Late on a hazy night in 2008, Lin-Manuel Miranda told me he wanted to write a
hip-hop concept album about the life of Alexander Hamilton. For a second I thought we were sharing a drunken joke. We were probably drunk, but he wasn’t joking. We had bonded a year earlier over a shared love of hip-hop and theater, though that evening was the first time we were meeting. When Lin’s first show, In the Heights, had its Off-Broadway premiere in 2007, I was the drama critic at New York magazine, where I had repeatedly argued for the enormous but neglected
possibilities of hip-hop in the theater. (“Hip-hop can save the theater”; began one of those essays, “I am not kidding.”) Rap, it seemed to me, wasn’t like rock or jazz or any other kind of pop music: The lyrical density and storytelling ingenuity I heard on my headphones seemed closer to the verbal energy of the great plays of the past than almost anything I saw onstage. This enthusiasm wasn’t widely shared. “Don’t hang back among the brutes,” one of my senior colleagues advised me after reading one such essay, offering an erudite but demoralizing quotation from A Streetcar Named Desire.

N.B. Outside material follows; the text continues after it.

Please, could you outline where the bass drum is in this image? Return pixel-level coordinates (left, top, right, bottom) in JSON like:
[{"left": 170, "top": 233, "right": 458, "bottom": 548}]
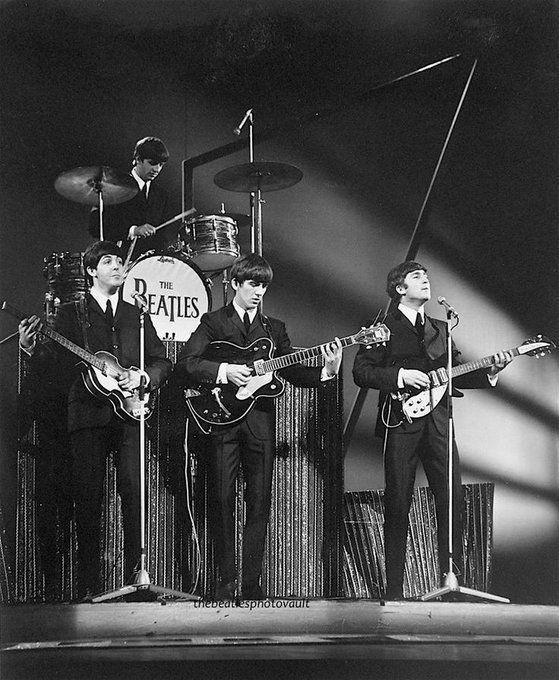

After many disappointments and false alarms, Heights had made me sit up in my aisle seat: Here’s the guy. Lin’s show about immigrants in Upper Manhattan fused salsa, hip-hop, and traditional Broadway ballads to make something old and new, familiar and surprising. Best of all, he made the leap that virtually nobody else had made, using hip-hop to tell a story that had nothing to do with hip-hop—using it as form, not content. Lin thought my review grasped what he had been trying to do. The show’s publicist fixed us up. Hence the late-night drinks and the long talk about which of our favorite MCs should play Thomas Jefferson.

In the summer of 2011, after I’d left the magazine business and joined the artistic staff of the Public Theater, my boss, Oskar Eustis, asked me to propose some artists and projects. The first artist who came to mind was Lin, and the first project was his Hamilton idea. Lin and Oskar agreed to meet; Lin sent us demos; we went to Lin’s concerts. Two years later, Oskar and Jeffrey Seller—the lead producer of what had by now ceased to be an album and had turned into a stage musical—agreed to develop the show at the Public. The opening night party there— another late, hazy conversation—is when Lin proposed that I write this book.

It tells the stories of two revolutions. There’s the American Revolution of the 18th century, which flares to life in Lin’s libretto, the complete text of which is published here, with his annotations. There’s also the revolution of the show itself: a musical that changes the way that Broadway sounds, that alters who gets to tell the story of our founding, that lets us glimpse the new, more diverse America rushing our way. The fact that Lin wrote the show largely in sequence means that this book can trace the two revolutions in tandem. The story of the show’s creation begins at the White House on May 12, 2009, when he performed the first song for the first time. It ends with opening night on Broadway, August 6, 2015, just after he completed the final scenes of the show.